What determines how "important" an individual vote is not the total number of votes, but how close the election is. When the election is close, the individual vote's influence on the result (i,e., chance of determining the outcome) increases. (BlueAnt's comments implicitly assume a close election.)
Thus, a federal system and voting by small districts increases the significance of the individual votes. Not surprisingly, the liberal policy of creating "minority-majority" districts is counter-productive, since it reduces the influence of minority voters, both statistically and politically.
Apr '11
Re: Why I'm Against 'Rocking the Vote'
To quote Walter Williams: Give everyone the vote... and for every additional $10,000 they pay in income taxes give them an additional vote.
Aug '11
Re: Why I'm Against 'Rocking the Vote'
Eric Ames:
...Winston Churchill is often quoted as saying that the best argument against democracy is a five minute conversation with the average voter...
I think a more relevant Churchill quote is...
"If you're not a liberal at twenty you have no heart, if you're not a conservative at forty you have no brain."

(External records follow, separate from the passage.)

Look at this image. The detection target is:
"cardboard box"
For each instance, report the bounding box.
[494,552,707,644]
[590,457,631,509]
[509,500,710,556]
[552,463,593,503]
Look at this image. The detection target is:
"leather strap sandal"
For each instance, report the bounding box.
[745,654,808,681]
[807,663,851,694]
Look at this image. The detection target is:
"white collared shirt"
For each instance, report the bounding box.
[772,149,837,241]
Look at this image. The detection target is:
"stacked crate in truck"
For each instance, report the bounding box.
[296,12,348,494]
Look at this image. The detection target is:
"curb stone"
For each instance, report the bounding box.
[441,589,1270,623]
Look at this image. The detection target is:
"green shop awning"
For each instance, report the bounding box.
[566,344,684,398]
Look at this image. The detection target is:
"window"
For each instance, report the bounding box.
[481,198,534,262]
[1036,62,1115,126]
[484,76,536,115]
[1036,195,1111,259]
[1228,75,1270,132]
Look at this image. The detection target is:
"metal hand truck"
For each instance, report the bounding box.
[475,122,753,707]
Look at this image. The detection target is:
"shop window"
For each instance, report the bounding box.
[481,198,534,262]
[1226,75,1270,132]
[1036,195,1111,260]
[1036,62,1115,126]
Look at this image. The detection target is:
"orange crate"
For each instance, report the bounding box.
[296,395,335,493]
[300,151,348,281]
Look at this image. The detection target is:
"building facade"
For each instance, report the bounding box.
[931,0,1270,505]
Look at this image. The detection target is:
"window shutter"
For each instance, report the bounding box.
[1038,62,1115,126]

The problem with RTV is that it targets individuals whom have less life experience from which to form reasonable opinions. If the voting age were raised by 5 or 6 years we'd have less idealistic votes based outside reality and more based on experience. It use to be that most 18 year olds were out of the house with a full time job, but not so anymore.
Jan '11
Re: Why I'm Against 'Rocking the Vote'
I share the sentiment, but you're missing a golden opportunity here.
Let's lay our cards on the table. Diplomacy aside, we're talking about whether we should encourage dopes to vote.

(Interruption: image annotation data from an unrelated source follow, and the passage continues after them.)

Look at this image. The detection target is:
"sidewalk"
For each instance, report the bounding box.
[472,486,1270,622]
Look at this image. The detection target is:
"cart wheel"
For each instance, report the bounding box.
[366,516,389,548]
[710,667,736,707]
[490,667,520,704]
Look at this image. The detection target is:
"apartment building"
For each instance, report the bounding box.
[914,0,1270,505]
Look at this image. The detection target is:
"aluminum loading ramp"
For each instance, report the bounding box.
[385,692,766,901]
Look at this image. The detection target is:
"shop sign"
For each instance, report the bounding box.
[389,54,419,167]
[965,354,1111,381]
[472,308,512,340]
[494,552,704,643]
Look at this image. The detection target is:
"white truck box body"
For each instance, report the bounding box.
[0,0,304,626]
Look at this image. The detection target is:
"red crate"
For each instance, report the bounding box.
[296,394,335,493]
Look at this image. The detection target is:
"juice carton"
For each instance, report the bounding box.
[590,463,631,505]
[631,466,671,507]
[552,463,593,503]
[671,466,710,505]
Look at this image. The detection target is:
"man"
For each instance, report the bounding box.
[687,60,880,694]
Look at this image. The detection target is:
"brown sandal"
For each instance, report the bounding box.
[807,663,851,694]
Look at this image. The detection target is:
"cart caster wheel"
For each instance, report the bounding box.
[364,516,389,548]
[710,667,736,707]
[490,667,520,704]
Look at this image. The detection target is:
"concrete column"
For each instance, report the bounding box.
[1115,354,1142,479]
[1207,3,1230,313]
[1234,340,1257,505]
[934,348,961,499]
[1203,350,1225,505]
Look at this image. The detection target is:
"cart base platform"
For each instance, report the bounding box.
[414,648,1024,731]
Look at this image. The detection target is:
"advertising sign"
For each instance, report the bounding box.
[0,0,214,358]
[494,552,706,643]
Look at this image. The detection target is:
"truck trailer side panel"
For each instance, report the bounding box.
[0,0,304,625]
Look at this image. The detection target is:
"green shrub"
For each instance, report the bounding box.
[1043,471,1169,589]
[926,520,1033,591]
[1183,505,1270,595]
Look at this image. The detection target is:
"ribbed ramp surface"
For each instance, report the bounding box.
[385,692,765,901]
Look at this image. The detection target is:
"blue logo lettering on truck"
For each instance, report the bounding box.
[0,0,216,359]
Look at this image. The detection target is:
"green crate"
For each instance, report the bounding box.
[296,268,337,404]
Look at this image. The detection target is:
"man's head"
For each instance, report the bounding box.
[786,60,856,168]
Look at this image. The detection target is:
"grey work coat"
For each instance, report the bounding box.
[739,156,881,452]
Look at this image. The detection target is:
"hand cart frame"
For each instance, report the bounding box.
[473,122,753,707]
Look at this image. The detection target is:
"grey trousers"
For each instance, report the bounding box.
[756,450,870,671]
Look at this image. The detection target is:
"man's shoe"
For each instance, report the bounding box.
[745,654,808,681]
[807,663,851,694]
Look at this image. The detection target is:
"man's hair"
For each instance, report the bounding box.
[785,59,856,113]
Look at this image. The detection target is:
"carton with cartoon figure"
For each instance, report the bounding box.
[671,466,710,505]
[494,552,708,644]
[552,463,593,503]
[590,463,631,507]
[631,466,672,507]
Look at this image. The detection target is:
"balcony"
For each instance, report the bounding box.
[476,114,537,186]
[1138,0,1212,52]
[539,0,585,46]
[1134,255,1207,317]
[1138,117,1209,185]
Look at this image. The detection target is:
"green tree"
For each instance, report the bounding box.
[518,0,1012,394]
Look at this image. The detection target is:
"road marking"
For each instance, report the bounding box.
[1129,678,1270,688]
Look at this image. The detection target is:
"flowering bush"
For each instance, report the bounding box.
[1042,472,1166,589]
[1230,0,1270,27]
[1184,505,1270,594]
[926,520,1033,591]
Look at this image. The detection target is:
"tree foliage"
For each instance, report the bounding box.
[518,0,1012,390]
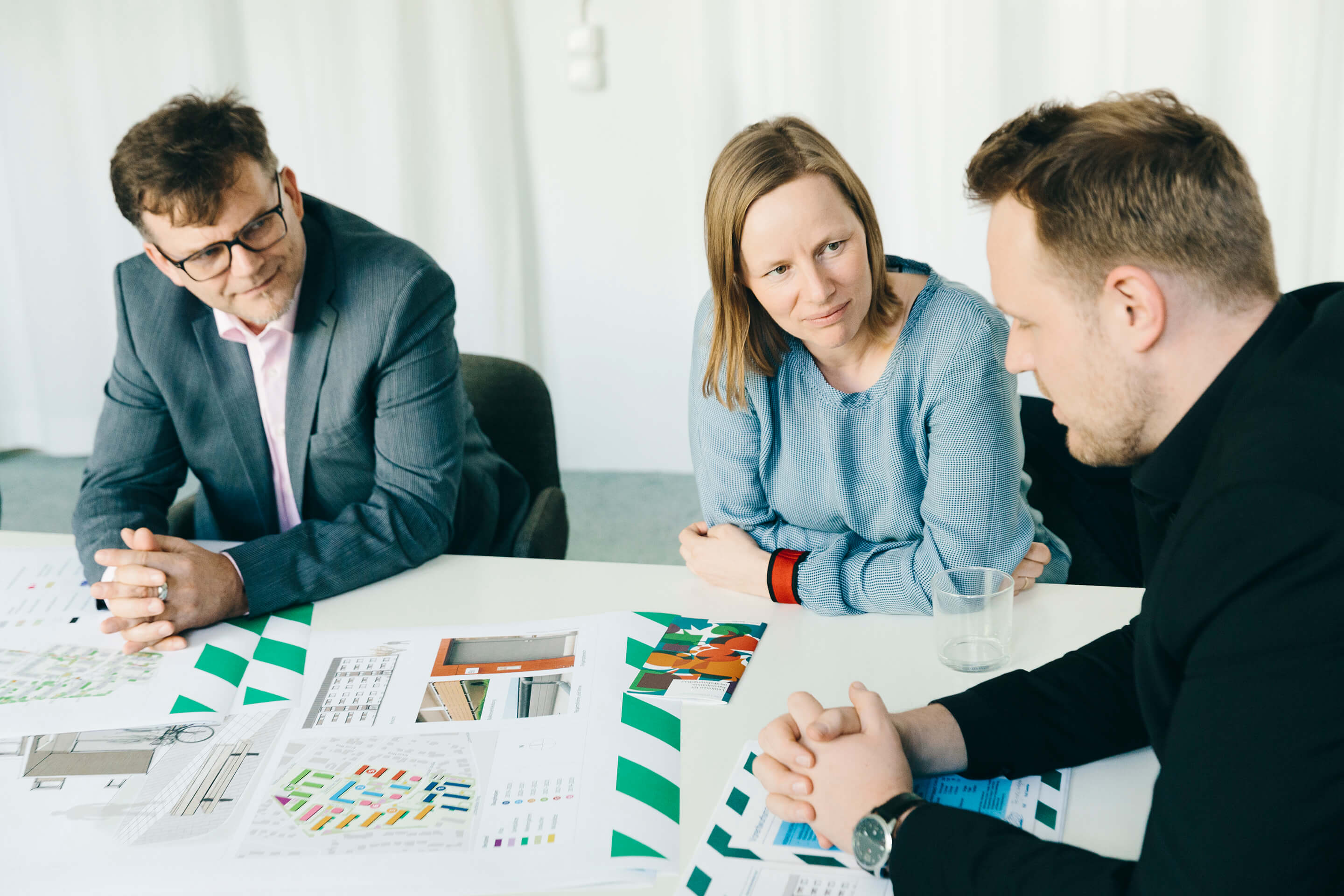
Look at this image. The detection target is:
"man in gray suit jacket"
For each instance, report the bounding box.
[74,93,528,651]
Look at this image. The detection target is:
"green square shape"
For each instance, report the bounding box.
[621,693,681,749]
[270,602,313,626]
[252,638,308,672]
[196,644,247,688]
[224,615,270,637]
[1036,801,1059,830]
[611,830,666,858]
[616,756,681,824]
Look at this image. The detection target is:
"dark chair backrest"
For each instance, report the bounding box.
[462,355,560,501]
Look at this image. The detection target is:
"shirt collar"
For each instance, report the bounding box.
[212,278,304,343]
[1130,298,1292,504]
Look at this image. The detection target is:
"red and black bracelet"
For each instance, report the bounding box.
[765,548,808,603]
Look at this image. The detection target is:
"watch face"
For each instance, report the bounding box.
[854,815,887,870]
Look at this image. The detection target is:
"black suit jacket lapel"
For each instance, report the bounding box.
[285,205,337,517]
[192,309,280,532]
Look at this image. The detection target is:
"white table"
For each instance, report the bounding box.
[0,532,1157,896]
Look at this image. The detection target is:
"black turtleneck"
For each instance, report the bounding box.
[889,283,1344,895]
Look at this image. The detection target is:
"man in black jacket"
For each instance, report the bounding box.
[754,91,1344,893]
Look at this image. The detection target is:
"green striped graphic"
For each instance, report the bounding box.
[611,830,666,858]
[707,825,761,860]
[625,638,653,669]
[621,693,681,749]
[616,756,681,824]
[252,638,308,672]
[243,688,289,707]
[168,696,214,712]
[1036,801,1059,830]
[793,853,844,868]
[270,603,313,626]
[196,644,247,688]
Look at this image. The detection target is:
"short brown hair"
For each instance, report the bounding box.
[966,90,1278,313]
[700,116,901,408]
[112,90,275,231]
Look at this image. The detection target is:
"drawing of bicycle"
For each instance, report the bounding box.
[101,723,215,747]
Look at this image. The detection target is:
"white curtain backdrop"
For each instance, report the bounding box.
[0,0,539,454]
[0,0,1344,470]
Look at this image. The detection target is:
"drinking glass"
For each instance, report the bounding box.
[933,567,1014,672]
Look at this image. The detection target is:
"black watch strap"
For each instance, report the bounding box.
[872,792,927,822]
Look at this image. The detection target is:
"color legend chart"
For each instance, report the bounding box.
[477,772,579,850]
[0,547,94,629]
[272,763,476,837]
[304,656,397,728]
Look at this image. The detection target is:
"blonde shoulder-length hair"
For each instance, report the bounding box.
[700,116,901,408]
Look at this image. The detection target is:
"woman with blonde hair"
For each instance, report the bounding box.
[681,117,1070,615]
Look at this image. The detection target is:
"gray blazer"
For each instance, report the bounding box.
[74,195,528,614]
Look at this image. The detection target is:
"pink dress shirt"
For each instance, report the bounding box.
[215,287,304,537]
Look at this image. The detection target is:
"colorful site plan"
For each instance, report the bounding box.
[0,547,94,637]
[628,614,766,704]
[272,762,476,837]
[0,644,162,705]
[0,603,313,737]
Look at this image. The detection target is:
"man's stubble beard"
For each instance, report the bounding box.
[238,287,294,326]
[1066,355,1157,466]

However, anyone who needs Bruce Springsteen to get them to vote is, by definition, ignorant. Only a dope would vote because Bruce Springsteen said so.
So, a Rock the Vote concert is really a chance for society to play Spot the Idiot.
If tens of thousands of people (who wouldn't have voted otherwise) attend a concert, promising to vote because entertainers urge them to, all they're doing is self-identifying themselves as ignorant dopes. The concert would be a shibboleth for the stupid. Merely attending such a concert would be embracing a dunce cap.
Mar '11
Re: Why I'm Against 'Rocking the Vote'
Heh. Ricocharioteers need a chance to play Spot the Idiot about as much as Michael Moore needs a chance to eat another doughnut.
Aug '10
Re: Why I'm Against 'Rocking the Vote'
1) I have never understood why we should aim for 100% turnout when statistics tells us that, say, a 50% turnout provides a more-than-adequate sample size.
2) Morgan Freeman is an excellent example of the uninformed voter. If he thinks Mitch McConnell's name is "Mitch O'Connell", then why on earth should his opinions on alleged racism in the Tea Party carry any weight? (As an aside, I ask you to consider for a moment the breathtaking lack of self-awareness or embarrassment in making such a blunder on national television and then proceeding to blather about the topic.)
3) Less-informed people with good hearts often do the right thing, while over-educated elites often don't. (WFB, Boston telephone directory, Harvard faculty, etc., etc.)
Re: Why I'm Against 'Rocking the Vote'
I take your point on the Boston phone book, but I'm not sure how good an analogy that situation is to the one I'm describing. If I'm given the choice between the first 200 names in the Boston phone book and the 200 Harvard faculty, I'm going with the phone book. I think, however, that this is very different from leftist grassroots organizers spamming the polls with new voters who are only voting out of some nebulous sense of obligation without any real idea of what they're doing.